Traditionally, we have considered and possibly used in-memory databases for some of our caching requirements. ( Remember TimesTen ? Now its owned by Oracle). These databases were either too expensive, or too flaky(using non standard queries, providing no guarantee of the data etc.). Then we discovered that all databases also started giving ways to pin databases to memory – to get significantly faster performance – and that became our preferred choice.
App servers also started providing session sharing – though performance cost of the same forced us to stop putting data in session, and putting it in databases instead.
There were also programming frameworks like Jini ( and more recently Javaspaces as a part of Jini) which enabled networked objects – available to all nodes in the Jini cluster. Jini never got much adoption.
Neither have cluster replication products.
I believe the reason for the same is that when most of us design, we design for a single server and IF the usage becomes so high, warranting big clusters cluster and performant caches, we then re-engineer parts of the application or Hardware to enable clustering ( for example, organizations prefer to introduce a NAS in the datacenter than to change the software to use Databases instead of file systems when clustering is introduced).
With products like Coherent, there could be a case where by paying 5K licensing fee, we could save 1-2 CPUs on the database and hence justifying the cost. But, i will be vary of this technology for the following reason.
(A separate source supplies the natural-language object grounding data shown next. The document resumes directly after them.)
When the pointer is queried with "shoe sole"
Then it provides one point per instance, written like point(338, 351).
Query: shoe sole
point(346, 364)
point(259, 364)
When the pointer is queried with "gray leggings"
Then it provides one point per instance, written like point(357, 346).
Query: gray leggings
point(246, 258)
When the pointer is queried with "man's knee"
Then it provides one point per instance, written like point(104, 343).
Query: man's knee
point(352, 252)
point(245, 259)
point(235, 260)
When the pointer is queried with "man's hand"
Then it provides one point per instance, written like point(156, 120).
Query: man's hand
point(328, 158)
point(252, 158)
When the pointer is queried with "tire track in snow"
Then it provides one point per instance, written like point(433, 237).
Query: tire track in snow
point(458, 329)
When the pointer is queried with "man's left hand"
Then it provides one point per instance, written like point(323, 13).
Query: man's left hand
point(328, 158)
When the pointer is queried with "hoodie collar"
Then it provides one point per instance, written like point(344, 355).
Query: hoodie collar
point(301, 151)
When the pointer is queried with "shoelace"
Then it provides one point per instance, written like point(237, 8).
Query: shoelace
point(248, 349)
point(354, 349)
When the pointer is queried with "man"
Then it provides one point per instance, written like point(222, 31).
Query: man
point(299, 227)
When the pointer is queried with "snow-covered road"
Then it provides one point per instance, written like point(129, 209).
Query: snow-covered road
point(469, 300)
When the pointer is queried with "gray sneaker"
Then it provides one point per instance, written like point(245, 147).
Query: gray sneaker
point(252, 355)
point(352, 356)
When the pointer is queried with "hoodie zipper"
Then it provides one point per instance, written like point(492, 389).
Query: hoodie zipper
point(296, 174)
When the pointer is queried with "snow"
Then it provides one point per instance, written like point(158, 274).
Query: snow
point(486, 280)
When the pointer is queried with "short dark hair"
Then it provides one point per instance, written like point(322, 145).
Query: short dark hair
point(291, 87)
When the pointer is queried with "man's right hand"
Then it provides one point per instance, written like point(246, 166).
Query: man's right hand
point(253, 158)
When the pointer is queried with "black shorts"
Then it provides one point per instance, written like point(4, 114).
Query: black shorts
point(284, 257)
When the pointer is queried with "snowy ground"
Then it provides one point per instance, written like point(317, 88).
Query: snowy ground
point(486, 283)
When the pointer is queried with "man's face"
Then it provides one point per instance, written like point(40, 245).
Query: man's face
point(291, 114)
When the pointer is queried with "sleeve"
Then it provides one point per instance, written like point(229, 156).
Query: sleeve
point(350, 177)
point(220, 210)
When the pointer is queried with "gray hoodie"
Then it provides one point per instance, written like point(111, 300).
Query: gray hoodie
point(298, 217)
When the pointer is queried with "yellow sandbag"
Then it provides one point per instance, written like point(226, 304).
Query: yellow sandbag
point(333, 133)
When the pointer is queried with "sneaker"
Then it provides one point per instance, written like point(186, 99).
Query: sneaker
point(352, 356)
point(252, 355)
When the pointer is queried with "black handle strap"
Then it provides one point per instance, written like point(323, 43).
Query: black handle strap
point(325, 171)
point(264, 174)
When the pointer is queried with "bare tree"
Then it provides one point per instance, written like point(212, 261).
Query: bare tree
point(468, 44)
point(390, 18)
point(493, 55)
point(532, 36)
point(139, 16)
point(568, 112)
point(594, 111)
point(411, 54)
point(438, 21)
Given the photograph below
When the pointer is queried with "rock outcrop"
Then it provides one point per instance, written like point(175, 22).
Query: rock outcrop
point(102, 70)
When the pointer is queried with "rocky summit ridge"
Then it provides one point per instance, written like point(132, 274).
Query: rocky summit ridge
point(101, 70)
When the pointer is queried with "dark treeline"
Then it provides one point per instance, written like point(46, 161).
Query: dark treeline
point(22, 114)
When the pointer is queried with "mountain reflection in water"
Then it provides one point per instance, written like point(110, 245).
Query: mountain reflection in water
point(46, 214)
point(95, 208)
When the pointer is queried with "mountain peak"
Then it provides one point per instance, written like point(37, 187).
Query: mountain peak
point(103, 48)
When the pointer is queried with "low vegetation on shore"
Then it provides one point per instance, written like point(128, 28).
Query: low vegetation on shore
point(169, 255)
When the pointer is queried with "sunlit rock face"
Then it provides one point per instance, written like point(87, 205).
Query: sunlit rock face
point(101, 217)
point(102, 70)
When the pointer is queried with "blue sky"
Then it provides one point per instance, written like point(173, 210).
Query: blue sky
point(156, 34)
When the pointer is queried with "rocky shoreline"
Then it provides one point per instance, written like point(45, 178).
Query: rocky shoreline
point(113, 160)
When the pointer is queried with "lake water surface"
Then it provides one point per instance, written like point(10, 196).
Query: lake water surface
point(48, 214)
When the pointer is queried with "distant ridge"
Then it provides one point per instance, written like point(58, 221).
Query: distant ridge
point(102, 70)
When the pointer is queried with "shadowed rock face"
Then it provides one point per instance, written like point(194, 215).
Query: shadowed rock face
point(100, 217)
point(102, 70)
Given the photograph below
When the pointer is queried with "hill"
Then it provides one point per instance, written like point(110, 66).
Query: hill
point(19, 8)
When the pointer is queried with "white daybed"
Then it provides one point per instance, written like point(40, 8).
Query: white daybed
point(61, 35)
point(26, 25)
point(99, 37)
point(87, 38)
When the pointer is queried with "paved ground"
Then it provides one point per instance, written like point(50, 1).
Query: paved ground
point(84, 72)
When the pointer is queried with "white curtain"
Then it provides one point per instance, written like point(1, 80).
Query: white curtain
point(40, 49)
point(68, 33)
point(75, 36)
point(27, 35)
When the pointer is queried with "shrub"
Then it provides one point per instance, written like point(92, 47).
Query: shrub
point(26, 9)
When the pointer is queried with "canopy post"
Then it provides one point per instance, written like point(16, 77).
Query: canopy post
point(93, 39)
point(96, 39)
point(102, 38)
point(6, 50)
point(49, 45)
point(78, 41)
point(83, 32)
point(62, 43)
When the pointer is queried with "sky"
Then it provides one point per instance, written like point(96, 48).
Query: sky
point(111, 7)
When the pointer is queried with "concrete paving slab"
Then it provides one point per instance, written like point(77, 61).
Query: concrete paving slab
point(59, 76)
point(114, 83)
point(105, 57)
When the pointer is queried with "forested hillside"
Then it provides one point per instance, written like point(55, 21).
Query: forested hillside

Today, the architecture of choice on App layer seems to be a large number of small, blade servers clustered by a hardware load balancer. In this case, for a muti-way replication with such large number of nodes, we dont know how such technologies will perform. For vertically scaled applications ( running on lets say 2-3 machine having 4-8 processors each), such products have a very high changes of working. The second issue which I have is the whether the updates are ACID or are the BASE ( Well – base is a concept which never picked up – standing for Basically Asynchronous, eventially Synchronised i think), so do they leave some amount of margin for stale data? If not, if used in “Transactional” mode, do they really give better performance?
The onus is on the cache vendors to convince us.
I am sure they will – and if the products are actually as good, they should become popular. They seem to have a good client list already.
However, I would be worried about the life of such products. When this demand becomes mainstream, commercial App server vendors will have to provide the same functionality to survive – whether they OEM Camerons product or build something on their own.
Let the brutal theory of Survival of those “most responsive to change” decide the same.